Recently, an editor suggested one of my stories could make a good chapter book and recommended Kate Dicamillo's books as a good model.

I have never written in this genre so I read Dicamillo’s Mercy Watson.

This is what I learned:


1) The length is around 2000 words.
2) The story contains mostly short sentences with a few longer sentences to emphasise a theme. "Mercy Watson loves buttered toast. Stacks of it."
3) Repeat ideas, repeat character background, repeat, repeat, repeat.
4) Adverbs are good.


This reading filled me with inspiration and I discovered new directions to explore in my story.

However, Wikipedia says:
a chapter book is a story book intended for intermediate readers, generally age 7-10. Unlike picture books for beginning readers, a chapter book tells the story primarily through prose, rather than pictures.

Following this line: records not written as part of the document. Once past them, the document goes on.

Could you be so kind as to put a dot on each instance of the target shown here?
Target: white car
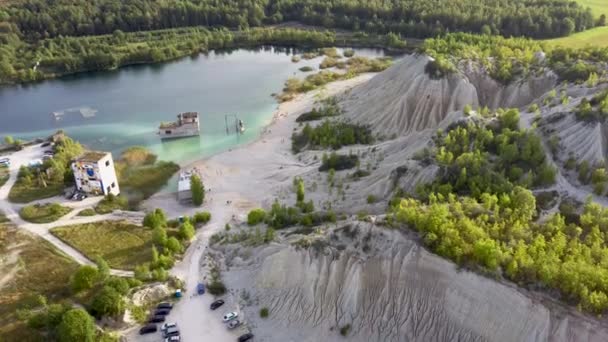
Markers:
(230, 316)
(234, 323)
(166, 326)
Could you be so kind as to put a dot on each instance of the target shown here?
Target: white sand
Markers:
(248, 177)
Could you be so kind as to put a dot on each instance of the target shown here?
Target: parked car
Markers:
(79, 196)
(147, 329)
(156, 319)
(216, 304)
(167, 326)
(163, 312)
(230, 316)
(234, 323)
(171, 332)
(165, 305)
(245, 337)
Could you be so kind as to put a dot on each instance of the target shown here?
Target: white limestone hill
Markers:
(404, 99)
(387, 288)
(580, 139)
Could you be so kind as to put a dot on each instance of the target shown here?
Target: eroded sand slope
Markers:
(387, 288)
(404, 99)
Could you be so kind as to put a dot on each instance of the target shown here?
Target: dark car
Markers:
(156, 319)
(245, 337)
(216, 304)
(147, 329)
(162, 312)
(165, 305)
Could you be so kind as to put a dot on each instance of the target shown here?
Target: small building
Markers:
(94, 173)
(184, 190)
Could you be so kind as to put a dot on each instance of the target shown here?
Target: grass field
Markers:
(597, 36)
(122, 245)
(598, 7)
(45, 213)
(38, 269)
(22, 193)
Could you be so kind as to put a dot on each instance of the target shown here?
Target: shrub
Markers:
(344, 330)
(198, 190)
(87, 212)
(155, 219)
(186, 231)
(216, 287)
(110, 203)
(76, 326)
(108, 302)
(256, 216)
(84, 278)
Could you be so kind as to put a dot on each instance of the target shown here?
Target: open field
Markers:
(597, 37)
(22, 193)
(45, 213)
(30, 267)
(598, 7)
(121, 244)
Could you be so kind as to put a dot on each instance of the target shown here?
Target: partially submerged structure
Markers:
(187, 125)
(94, 173)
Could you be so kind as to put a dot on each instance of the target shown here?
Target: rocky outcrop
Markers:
(404, 99)
(387, 288)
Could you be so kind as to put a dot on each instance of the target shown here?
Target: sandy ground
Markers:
(236, 181)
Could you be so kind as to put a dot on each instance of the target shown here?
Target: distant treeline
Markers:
(22, 61)
(38, 19)
(506, 59)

Wait! What? That’s not what DiCamillo's books do. And what about the following books have tons of illustrations:

The Adventures of Captain Underpants, The Terrible two, Eva and the Lost Pony: A Branches Book (Owl Diaries #8), and Diary of a Wimpy kid.

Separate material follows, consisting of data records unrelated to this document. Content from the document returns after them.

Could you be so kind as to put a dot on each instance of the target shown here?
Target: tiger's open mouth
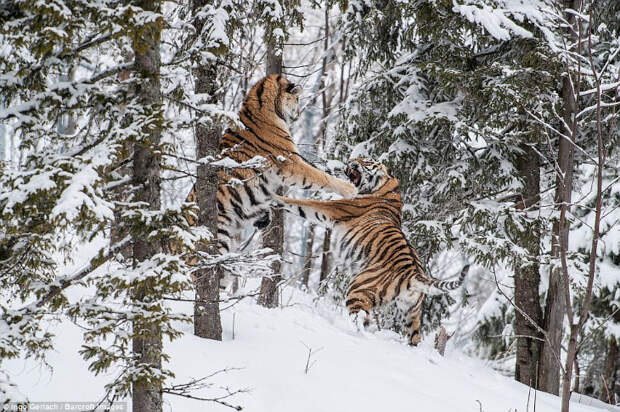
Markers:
(354, 176)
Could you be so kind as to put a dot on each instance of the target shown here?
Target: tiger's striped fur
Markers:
(244, 195)
(369, 238)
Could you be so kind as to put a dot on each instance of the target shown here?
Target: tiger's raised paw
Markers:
(263, 221)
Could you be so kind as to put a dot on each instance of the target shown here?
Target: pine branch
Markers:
(95, 263)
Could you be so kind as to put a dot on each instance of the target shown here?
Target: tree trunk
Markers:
(308, 262)
(527, 277)
(608, 394)
(147, 342)
(325, 259)
(274, 236)
(207, 321)
(555, 303)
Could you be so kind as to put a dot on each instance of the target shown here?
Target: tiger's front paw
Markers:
(263, 221)
(347, 190)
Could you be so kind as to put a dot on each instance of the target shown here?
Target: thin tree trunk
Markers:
(555, 303)
(308, 262)
(527, 277)
(274, 237)
(147, 344)
(325, 259)
(207, 321)
(575, 328)
(608, 394)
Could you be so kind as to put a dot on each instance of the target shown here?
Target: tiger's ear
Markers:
(296, 90)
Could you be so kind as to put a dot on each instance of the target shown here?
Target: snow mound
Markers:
(349, 370)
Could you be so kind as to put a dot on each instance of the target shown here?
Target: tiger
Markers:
(370, 241)
(244, 195)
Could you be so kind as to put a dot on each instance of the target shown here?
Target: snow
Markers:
(350, 369)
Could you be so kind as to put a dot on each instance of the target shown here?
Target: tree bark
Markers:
(207, 321)
(274, 236)
(555, 303)
(147, 341)
(608, 394)
(325, 259)
(527, 277)
(308, 262)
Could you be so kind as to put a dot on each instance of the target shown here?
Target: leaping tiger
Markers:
(244, 195)
(369, 238)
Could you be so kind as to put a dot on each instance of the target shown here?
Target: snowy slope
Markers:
(354, 371)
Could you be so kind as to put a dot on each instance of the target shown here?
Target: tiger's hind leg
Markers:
(412, 315)
(358, 301)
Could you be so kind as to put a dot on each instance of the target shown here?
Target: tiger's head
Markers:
(276, 94)
(367, 175)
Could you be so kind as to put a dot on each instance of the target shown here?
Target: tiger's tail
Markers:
(432, 286)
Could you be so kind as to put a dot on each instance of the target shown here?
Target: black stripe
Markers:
(253, 201)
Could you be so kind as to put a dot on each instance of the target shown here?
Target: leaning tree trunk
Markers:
(274, 237)
(527, 277)
(147, 343)
(207, 321)
(608, 393)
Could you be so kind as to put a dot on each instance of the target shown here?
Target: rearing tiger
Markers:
(369, 238)
(244, 195)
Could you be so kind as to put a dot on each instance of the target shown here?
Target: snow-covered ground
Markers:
(350, 370)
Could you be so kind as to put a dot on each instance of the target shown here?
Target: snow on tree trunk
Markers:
(527, 277)
(147, 341)
(207, 322)
(274, 234)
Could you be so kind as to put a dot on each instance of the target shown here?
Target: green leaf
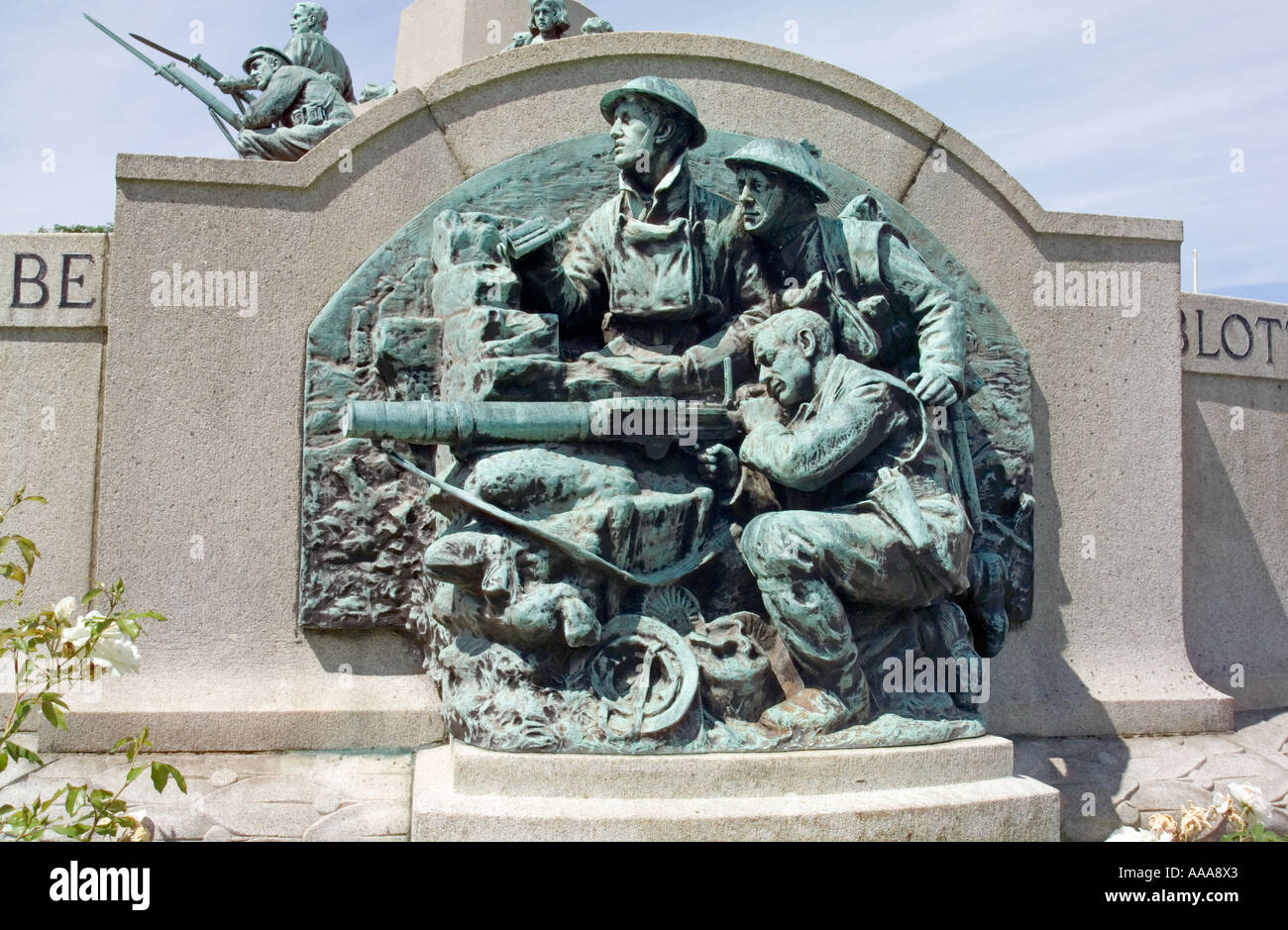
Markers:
(29, 550)
(54, 714)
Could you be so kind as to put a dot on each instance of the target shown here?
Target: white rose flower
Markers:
(115, 652)
(1132, 835)
(1249, 796)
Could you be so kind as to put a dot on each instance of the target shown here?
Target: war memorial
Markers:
(642, 436)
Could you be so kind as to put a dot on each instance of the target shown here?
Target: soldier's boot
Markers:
(815, 629)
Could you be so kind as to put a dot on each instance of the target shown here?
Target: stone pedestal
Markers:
(951, 791)
(437, 37)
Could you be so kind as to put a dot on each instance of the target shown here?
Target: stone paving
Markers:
(283, 796)
(1108, 782)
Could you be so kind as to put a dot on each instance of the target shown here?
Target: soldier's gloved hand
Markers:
(720, 466)
(934, 389)
(811, 294)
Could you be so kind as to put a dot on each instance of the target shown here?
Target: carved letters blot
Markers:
(25, 281)
(1235, 337)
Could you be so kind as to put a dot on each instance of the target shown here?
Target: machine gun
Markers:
(655, 423)
(171, 73)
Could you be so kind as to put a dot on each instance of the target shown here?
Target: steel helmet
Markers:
(786, 157)
(259, 51)
(658, 89)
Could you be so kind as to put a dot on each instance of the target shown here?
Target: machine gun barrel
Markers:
(655, 423)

On the other hand, Scholastic (children's book publisher) listed these chapter books:
Heidi, The Phantom Tollbooth, Black Stallion, The Littles, The Borrowers, Treasure Island, Mary Poppins, Peter Pan, My Father's Dragon.

Chapter book definitions vary from illustrated texts to prose based stories depending on your publisher. Make sure you both are on the same page about it.